Feature #9049

Shorthands (a:b, *) for inclusive indexing

Added by John Woods 6 months ago. Updated 6 months ago.

[ruby-core:58007]
Status:Open
Priority:Low
Assignee:-
Category:core
Target version:-

Description

=begin
For NMatrix, we've implemented a range shorthand which relies on Hashes: (({m[1=>3,2=>4]})), for example, which returns rows 1 through 3 inclusive of columns 2 through 4 (also inclusive). The original goal was to be able to do (({m[1:3,2:4]})) using the new hash notation, but the new hash notation requires that the key be a symbol — it won't accept an integer.

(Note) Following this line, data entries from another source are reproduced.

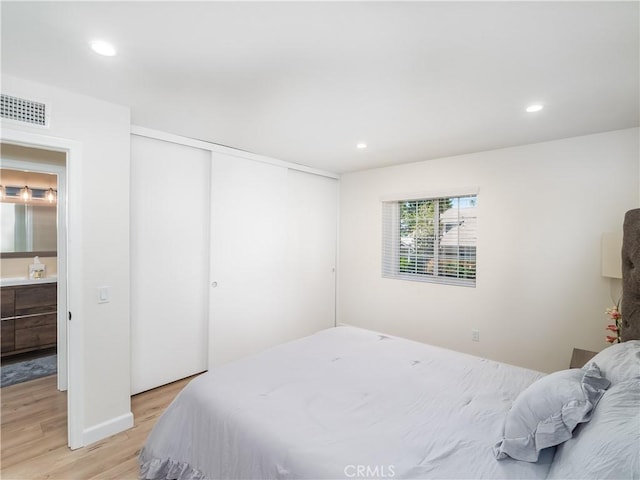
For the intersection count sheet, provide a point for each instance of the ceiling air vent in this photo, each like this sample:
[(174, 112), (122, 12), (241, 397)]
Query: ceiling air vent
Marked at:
[(23, 110)]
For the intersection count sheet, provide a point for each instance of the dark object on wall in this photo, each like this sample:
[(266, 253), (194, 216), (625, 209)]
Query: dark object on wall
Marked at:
[(630, 307)]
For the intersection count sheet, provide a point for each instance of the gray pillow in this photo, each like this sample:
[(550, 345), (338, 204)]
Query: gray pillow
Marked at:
[(608, 445), (545, 414), (620, 362)]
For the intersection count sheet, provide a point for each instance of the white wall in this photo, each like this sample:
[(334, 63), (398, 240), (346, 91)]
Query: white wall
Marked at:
[(541, 211), (100, 250)]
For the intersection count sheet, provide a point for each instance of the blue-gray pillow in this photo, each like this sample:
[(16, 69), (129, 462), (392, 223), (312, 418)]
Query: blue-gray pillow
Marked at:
[(620, 362), (545, 414), (608, 445)]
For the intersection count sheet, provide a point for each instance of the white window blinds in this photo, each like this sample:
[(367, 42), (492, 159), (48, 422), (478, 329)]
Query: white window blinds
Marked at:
[(430, 240)]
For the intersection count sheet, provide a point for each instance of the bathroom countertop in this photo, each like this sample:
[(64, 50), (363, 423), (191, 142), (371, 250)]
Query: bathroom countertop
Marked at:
[(12, 282)]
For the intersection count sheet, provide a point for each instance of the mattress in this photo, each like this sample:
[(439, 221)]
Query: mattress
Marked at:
[(343, 403)]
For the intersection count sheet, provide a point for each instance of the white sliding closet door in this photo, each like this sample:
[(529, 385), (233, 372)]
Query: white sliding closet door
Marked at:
[(169, 261), (312, 206), (273, 246)]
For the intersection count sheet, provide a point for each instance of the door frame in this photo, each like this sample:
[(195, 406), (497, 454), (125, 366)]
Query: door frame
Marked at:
[(69, 267)]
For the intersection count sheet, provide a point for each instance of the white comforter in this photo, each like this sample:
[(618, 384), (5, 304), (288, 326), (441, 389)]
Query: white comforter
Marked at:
[(343, 403)]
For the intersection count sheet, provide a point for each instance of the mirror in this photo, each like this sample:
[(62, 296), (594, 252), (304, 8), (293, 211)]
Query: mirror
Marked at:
[(29, 227)]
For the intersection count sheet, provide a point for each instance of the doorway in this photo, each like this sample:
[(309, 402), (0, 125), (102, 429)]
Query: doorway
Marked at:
[(29, 267), (51, 156)]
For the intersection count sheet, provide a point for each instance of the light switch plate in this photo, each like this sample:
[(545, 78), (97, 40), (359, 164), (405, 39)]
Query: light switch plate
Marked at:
[(104, 295)]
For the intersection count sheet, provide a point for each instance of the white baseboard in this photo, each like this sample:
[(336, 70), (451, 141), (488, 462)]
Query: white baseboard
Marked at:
[(108, 428)]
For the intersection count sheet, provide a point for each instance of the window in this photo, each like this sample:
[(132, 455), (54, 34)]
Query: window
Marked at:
[(430, 240)]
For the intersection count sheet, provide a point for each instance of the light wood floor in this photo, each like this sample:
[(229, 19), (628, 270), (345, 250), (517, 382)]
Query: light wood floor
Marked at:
[(34, 435)]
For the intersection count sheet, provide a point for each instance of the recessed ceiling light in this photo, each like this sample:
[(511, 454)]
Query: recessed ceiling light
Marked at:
[(536, 107), (103, 48)]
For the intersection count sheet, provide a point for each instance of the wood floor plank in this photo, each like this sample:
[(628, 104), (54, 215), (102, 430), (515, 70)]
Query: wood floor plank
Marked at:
[(33, 435)]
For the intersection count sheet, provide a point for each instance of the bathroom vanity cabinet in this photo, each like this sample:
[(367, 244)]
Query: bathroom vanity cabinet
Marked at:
[(29, 317)]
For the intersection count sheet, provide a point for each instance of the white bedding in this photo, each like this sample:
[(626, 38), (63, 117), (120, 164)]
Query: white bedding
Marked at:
[(343, 403)]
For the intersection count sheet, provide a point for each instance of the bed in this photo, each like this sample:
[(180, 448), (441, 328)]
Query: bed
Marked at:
[(348, 403), (357, 404)]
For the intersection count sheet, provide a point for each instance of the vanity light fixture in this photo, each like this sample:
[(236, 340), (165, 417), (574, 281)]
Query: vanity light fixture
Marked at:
[(103, 48), (51, 195), (25, 194), (535, 107)]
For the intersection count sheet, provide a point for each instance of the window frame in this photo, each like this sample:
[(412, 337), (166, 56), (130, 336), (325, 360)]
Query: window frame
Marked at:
[(392, 241)]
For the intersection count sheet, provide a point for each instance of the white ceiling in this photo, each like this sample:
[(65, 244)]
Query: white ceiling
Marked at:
[(305, 82)]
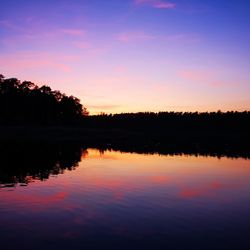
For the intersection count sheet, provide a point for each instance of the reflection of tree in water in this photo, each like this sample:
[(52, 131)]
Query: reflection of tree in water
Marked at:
[(25, 163)]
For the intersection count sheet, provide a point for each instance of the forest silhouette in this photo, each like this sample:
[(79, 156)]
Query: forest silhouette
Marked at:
[(25, 102), (30, 112)]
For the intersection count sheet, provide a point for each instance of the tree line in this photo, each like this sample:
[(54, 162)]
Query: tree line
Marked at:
[(25, 102)]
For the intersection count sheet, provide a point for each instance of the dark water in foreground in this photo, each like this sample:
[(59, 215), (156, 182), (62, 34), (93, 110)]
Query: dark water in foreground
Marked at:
[(113, 200)]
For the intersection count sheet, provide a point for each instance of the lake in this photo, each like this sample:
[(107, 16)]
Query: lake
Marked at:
[(105, 199)]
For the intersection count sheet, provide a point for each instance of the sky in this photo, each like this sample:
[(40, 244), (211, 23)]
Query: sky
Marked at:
[(132, 55)]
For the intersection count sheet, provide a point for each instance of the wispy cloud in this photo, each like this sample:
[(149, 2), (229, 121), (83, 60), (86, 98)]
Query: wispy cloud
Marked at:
[(133, 36), (159, 4), (73, 32), (35, 60)]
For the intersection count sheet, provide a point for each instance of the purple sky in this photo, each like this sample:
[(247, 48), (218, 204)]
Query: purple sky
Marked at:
[(132, 55)]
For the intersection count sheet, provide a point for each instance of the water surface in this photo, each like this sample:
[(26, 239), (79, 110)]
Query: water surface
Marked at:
[(114, 200)]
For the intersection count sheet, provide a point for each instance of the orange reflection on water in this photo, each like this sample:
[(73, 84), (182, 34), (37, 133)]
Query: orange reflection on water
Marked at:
[(110, 177)]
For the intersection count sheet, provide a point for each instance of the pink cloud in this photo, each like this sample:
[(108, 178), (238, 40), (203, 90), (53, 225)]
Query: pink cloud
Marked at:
[(73, 32), (193, 75), (32, 60), (159, 4), (82, 45), (134, 36)]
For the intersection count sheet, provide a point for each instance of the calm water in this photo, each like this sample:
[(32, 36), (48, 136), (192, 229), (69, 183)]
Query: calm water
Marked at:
[(113, 200)]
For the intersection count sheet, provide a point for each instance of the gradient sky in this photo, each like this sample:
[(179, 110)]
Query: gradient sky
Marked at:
[(132, 55)]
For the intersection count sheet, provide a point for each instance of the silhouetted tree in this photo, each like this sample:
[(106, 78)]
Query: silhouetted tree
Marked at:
[(25, 102)]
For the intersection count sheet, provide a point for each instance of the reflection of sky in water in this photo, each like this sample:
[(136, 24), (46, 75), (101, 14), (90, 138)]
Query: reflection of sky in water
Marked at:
[(120, 198)]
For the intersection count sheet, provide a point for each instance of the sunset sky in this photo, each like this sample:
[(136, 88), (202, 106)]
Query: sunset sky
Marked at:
[(132, 55)]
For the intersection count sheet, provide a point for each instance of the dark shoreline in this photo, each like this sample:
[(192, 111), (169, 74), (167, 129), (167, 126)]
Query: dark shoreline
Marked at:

Whether through the hash interface or not, it'd be lovely if there were a shorthand for slicing matrices (and even Ruby Arrays) using colon. This could just be an alternate syntax for ranges, also — which might make more sense.

The other related shorthand we'd love to find a way to implement is the all-inclusive shorthand. It gets to be a pain to type (({n[0...n.shape[0],1...3]})) to get a submatrix (a slice), and it's really difficult to read. As a work-around, we currently use the (({:})) symbol: (({n[:,1...3]})). But it'd be simpler if there were a way to use a splat operator without an operand as a function argument. It might be a special case where the (({})) is treated as a (({:})) automatically. But this edge case might cause confusion with error messages when users make syntax errors elsewhere.

The colon shorthand is the highest priority for us.
=end

History

#1 Updated by David MacMahon 6 months ago

I like the compactness of the a:b notation. My preference would be for it to be a Range shorthand, but I think that would conflict with the {a:b} Hash syntax (especially when passing a Hash as the last argument to a method).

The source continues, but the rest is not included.